Peki şöyle bir çevrenize baktığınızda bunu görebiliyor musunuz?
Pek sanmıyorum.

Halkımızın genel eğilimimidir yoksa bir anlamda /adam sende/ciliği midir bilemiyorum ama bizim insanımız elinden geldiği kadar sorumluluktan kaçmaya çalışır.
O kadar ki, bizzat kişisel konularda dahi, para karşılığı sorumluluğu bir başkasına devretmek çok sık rastlanan bir olaydır.
Hayır arkadaşlar, bu böyle olmaz.

Tabi ki, hükümetler, devlet kurumları bir çok yasa, kural getireceklerdir ama toplum içindeki her bir bireyin de yurttaş olma sorumluluğunu bir an önce üstlenmesi gerekmektedir.
Sosyal gelişimin temeli buna dayanır. Yoksa en güzel kanunlar da yapılsa, en doğru, adil, demokratik kurallar da getirilse yurttaş olma sorumluluğunu taşımayan bireylerden oluşan toplumlarda, kargaşa, düzensizlik, ve bunların sonucu olarak genel stres hiç bir zaman bitmez. Tam tersine artarak sürer. Bu durumda adeta bir kanser hücresi gibi toplumu içten içe kemirir.

Peki yurttaş olma sorumluluğunu almak ne demektir?
Başlangıç olarak, tüm yönetim kademelerinin, tüm devlet kurumlarının varlık nedeninin; toplumun huzurunu, sağlığını, eğitimini, güvenliğini vb. sağlamak olduğunu bilmek, anlamak, kabul etmek gerek.
Yani devlet kurumları ve tüm yönetim kademeleri, halka hizmet için o makamlarda oturmaktadırlar. Dolayısıyla her bir bireyin de genel uygulamalar konusundaki memnuniyet ve şikayetlerini, yasalar çerçevesinde ilgili makamlara duyurma hakkı vardır.
Halk arasında çok güzel bir söz vardır "ağlamayan çocuğa meme yoktur".

Bu şikayetlerimizi yaparken yasalar çerçevesinde kalmak çok önemlidir.
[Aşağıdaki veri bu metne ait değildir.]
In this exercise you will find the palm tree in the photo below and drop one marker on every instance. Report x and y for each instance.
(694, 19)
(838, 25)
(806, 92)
Çünkü aksi takdirde haklı iken haksız konuma düşmek gibi bir risk söz konusudur.
Özellikle son günlerde yaşanan ve toplumumuzun geniş bir kesimini olumsuz yönde etkileyen ekonomik sorunların yaşandığı dönemde, ard arda yapılan zamlarla ilgili, kapı aralarında, aile meclislerinde hepimiz konuşup duruyoruz değil mi? Ama bunun için kaçımız yasal yollara başvuruyor.
Hep birileri, bizim adımıza bir şeyler yapsın diye bekliyoruz. Üstelik beklerken de sürekli bizbize konuşarak büsbütün gerilim yarattığımızın farkında olmadan...

Bakın size çok güncel bir örnek; telekom, sadece bir kişinin dava açması sonucu, geçmiş 10 yıllık haksız yere alınan sabit ücretleri geri ödemeye mahkum edildi.
Bu haber gazetelerde, televizyonlarda söylendi durdu. Herkesin tek tek tüketici mahkemelerine bir fatura ile müracaat etmesi aynı iadeyi almaları için yeterli iken, kaç kişi buna baş vurdu dersiniz?
Peki, bir tek kişi mi bundan zarar görmüştü?
Siz başvurunuzu yaptınız mı?
İşte size en basit yurttaş olma sorumluluğu ile ilgili bir örnekti bu.

Siz yasalar çerçevesinde talep etmezseniz, hiç kimse size durupdururken arz etmez...
Böyle bir beklentiniz de son derece yersiz ve anlamsız olur.